Reuters Is ‘Befuddled’ About Why Police Are ‘Retiring’ At Their Desks In Minneapolis

Everyone can agree that encouraging criminals only makes them commit more crimes. Aside from what you hear on CNN, criminals are not good people. The left’s constant opportunistic mentality to demonize police officers has made officers less proactive and stop conducting traffic stops as frequently, making cities across the country, even small cities, less safe for residents and tourists.

According to recent data, traffic stops are down 86%, and police aren’t as present in communities before 2020. Many factors go into this, but criminalizing normal police behavior is the top contributor.

Normal police behavior involves the use of force encounters. There’s no other way to do it. Use of force involves controlling a subject that’s not compliant. At times that’s necessary to stop crime and take someone into custody. It doesn’t mean every circumstance should involve force and the majority don’t. Police are hired and employed to deal with these situations, and the public perception of what the police are supposed to do has been so skewed that police don’t want to engage with people anymore. Police officers are being charged with crimes they never committed, and just because the public perceives a situation as violent or unnecessary doesn’t mean that’s true. The public is mainly untrained and inexperienced in interpreting police encounters, and everyone loves to “Monday morning quarterback” these encounters like they are.

The Derek Chauvin trial showed Americans a lot. It showed that regardless of evidence and circumstances, you can be convicted of murder. There were disputed claims that George Floyd died from an overdose or Chauvin’s knee on his neck. A third source should have re-evaluated those disputed evidentiary claims before ever using the evidence in court. It’s essential to consider all evidence regardless of the source of trials, especially as high profile as this one.

When it came to jury selection and public pushback on jurors, they said that public perception swayed their decision to some point. It cannot happen. When Chauvin takes his case to the appeals court, they’re going to have a hard time upholding the conviction because it wasn’t a fair trial.

Now, before you jump to an emotional conclusion with the last paragraph, this conclusion comes from taking the charges and circumstances out of the equation and looking at how the trial was conducted and how the outcome was determined.

Just look at Bill Cosby’s case. He was charged with several counts of sexual assault, and the charge was overturned because of a technicality in the trial. If you don’t think that will happen when Chauvin’s trial goes to the appeals court, you’re out of your mind.

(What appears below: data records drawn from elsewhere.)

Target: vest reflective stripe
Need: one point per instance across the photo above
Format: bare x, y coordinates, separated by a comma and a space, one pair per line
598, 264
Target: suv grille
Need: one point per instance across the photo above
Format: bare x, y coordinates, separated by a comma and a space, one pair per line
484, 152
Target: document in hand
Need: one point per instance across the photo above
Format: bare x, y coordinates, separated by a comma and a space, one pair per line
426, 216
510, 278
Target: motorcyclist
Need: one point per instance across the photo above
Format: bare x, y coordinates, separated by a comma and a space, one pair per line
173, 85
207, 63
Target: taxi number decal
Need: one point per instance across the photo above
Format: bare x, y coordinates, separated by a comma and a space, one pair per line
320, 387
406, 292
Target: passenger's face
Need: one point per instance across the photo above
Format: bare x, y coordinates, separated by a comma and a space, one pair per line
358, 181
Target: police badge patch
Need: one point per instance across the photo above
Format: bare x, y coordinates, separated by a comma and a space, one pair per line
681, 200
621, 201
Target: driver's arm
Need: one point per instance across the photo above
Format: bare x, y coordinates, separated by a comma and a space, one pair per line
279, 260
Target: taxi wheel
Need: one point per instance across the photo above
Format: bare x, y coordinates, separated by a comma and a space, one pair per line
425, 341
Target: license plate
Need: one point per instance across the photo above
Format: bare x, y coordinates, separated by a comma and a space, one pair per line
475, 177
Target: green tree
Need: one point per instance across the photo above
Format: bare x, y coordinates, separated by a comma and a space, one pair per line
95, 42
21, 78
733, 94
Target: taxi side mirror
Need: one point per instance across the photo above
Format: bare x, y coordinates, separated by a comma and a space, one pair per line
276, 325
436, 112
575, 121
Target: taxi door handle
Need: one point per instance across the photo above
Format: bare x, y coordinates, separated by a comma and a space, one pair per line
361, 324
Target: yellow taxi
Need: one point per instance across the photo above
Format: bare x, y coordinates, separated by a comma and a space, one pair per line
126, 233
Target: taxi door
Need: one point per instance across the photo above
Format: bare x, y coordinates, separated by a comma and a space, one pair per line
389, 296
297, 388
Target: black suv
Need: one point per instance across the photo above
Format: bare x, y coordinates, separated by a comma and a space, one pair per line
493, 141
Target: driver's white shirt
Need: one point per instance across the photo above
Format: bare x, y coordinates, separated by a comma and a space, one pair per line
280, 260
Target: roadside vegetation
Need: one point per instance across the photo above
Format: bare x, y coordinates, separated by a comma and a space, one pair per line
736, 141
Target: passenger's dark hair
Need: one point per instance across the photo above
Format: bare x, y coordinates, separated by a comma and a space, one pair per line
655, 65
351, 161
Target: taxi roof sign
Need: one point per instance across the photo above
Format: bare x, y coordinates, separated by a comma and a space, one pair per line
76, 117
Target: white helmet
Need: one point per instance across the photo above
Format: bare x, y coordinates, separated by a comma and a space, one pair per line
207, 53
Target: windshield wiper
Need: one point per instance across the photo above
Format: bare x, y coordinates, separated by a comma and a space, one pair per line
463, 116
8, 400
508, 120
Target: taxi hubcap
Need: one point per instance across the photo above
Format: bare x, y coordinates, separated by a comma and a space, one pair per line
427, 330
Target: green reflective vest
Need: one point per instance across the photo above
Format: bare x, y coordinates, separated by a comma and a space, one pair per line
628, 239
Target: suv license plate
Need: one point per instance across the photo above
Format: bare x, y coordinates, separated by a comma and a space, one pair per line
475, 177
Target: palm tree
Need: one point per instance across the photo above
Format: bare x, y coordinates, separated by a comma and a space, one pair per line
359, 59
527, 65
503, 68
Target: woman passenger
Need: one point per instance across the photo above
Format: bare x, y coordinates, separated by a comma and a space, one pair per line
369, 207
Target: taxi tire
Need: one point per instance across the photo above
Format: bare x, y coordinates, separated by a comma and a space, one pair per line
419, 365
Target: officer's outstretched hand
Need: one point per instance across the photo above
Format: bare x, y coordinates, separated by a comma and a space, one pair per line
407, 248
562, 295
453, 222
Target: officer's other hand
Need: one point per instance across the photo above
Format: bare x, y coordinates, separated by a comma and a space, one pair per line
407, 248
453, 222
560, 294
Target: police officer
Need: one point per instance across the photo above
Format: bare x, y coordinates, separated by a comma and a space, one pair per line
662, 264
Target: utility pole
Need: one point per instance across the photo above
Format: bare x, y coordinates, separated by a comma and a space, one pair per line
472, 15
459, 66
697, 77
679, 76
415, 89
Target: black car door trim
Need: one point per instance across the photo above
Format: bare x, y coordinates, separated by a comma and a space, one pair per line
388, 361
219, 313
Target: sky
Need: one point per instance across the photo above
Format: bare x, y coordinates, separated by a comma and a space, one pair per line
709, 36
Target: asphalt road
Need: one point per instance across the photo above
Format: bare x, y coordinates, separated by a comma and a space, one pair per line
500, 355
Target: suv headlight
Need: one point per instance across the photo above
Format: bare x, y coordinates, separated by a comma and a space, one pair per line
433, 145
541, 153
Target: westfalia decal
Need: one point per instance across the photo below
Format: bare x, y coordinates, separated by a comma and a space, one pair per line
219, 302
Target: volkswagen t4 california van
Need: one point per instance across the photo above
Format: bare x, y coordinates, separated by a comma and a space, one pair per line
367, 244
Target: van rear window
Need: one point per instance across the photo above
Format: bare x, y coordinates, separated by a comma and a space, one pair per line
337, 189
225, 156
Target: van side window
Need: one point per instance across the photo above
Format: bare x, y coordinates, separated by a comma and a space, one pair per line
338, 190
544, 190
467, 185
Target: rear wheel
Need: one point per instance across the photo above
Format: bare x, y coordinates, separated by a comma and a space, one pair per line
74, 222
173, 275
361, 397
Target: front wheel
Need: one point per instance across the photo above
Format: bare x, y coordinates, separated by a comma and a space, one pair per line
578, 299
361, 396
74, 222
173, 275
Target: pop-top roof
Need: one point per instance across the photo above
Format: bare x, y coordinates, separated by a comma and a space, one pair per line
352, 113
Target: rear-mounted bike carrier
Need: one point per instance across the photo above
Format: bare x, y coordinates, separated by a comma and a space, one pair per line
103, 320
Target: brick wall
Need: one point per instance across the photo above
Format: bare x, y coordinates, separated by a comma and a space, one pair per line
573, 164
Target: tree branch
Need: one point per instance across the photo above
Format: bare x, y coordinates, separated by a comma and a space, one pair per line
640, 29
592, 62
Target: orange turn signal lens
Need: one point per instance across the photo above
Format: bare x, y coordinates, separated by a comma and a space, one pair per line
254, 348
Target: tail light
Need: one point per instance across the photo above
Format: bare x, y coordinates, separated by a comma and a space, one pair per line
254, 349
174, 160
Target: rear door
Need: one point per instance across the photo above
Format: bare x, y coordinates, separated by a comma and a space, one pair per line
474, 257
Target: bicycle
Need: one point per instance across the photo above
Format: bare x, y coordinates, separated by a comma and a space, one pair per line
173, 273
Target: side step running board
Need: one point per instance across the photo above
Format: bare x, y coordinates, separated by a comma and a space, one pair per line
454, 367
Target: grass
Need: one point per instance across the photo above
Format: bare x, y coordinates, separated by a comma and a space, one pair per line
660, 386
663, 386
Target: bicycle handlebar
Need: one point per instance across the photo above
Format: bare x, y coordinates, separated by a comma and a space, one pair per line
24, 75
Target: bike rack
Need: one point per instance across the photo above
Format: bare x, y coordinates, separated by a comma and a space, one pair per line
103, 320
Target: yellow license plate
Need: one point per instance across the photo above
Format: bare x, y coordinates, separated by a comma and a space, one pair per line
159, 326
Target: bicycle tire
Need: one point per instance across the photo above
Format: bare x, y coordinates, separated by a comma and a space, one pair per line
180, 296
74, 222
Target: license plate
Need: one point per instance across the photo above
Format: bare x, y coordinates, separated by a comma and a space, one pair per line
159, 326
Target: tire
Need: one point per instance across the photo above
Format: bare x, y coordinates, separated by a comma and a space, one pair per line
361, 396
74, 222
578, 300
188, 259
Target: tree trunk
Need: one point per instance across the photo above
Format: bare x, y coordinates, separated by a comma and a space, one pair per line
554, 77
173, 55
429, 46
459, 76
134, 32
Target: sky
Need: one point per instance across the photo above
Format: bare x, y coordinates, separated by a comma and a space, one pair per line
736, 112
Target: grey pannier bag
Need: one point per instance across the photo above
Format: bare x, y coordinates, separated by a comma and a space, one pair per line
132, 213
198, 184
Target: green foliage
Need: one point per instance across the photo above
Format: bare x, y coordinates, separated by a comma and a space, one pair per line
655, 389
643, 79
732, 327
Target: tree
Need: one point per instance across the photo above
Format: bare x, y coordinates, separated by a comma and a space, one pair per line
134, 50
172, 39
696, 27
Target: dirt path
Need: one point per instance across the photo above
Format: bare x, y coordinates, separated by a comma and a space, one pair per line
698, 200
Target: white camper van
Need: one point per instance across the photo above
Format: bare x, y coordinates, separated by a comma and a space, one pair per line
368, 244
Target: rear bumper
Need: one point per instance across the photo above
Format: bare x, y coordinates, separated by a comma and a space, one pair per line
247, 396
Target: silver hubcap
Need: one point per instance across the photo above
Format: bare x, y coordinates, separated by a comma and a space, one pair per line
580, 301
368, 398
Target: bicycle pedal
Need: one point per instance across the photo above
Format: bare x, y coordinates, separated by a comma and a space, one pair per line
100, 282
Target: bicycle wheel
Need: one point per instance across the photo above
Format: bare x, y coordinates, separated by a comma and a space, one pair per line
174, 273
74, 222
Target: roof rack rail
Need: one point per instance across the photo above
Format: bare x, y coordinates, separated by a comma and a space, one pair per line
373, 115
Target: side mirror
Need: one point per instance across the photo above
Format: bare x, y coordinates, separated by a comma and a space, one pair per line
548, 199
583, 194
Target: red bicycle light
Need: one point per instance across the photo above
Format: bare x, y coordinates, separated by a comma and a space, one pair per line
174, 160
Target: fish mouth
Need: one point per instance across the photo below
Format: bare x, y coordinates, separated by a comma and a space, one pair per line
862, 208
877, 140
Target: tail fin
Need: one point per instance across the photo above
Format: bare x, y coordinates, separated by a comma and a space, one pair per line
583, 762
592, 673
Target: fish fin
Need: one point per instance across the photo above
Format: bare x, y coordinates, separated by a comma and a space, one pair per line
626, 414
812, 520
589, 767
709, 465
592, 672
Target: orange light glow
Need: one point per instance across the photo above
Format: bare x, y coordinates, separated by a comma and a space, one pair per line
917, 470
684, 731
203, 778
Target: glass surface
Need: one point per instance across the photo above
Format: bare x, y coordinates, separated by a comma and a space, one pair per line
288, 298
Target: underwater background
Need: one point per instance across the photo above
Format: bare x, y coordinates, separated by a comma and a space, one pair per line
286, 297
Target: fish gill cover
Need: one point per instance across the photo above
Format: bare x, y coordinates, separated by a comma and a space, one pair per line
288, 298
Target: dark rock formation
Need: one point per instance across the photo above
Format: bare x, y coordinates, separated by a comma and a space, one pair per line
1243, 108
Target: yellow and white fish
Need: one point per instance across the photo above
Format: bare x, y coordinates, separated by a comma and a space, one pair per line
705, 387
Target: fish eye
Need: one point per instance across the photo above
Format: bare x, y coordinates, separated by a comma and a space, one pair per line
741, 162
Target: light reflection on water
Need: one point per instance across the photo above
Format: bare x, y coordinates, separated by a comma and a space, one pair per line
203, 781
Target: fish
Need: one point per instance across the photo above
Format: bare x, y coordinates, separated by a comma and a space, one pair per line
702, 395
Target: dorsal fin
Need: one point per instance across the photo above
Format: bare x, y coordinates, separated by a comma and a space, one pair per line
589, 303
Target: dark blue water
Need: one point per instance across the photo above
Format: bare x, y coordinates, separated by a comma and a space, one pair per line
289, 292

Officer Anthony Sorangelo, an officer with the Asheville Police Department, went to a call where a man was intoxicated in the middle of a bustling road. Officer Sorangelo and other officers took the man into custody. The man started being violent with the officers, including kicking Officer Sorangelo three times, with the last being in the testicles. Officer Sorangelo punched the man in the face, which caused the police department to charge him with assault. When the State Bureau of Investigations reached out to the man, he didn’t want to press charges. Still, the District Attorney, Todd Williams, decided that the charges would continue, and the court ruled that Officer Sorangelo committed no crime. The public is responsible for upholding officers and condemning actual police misconduct.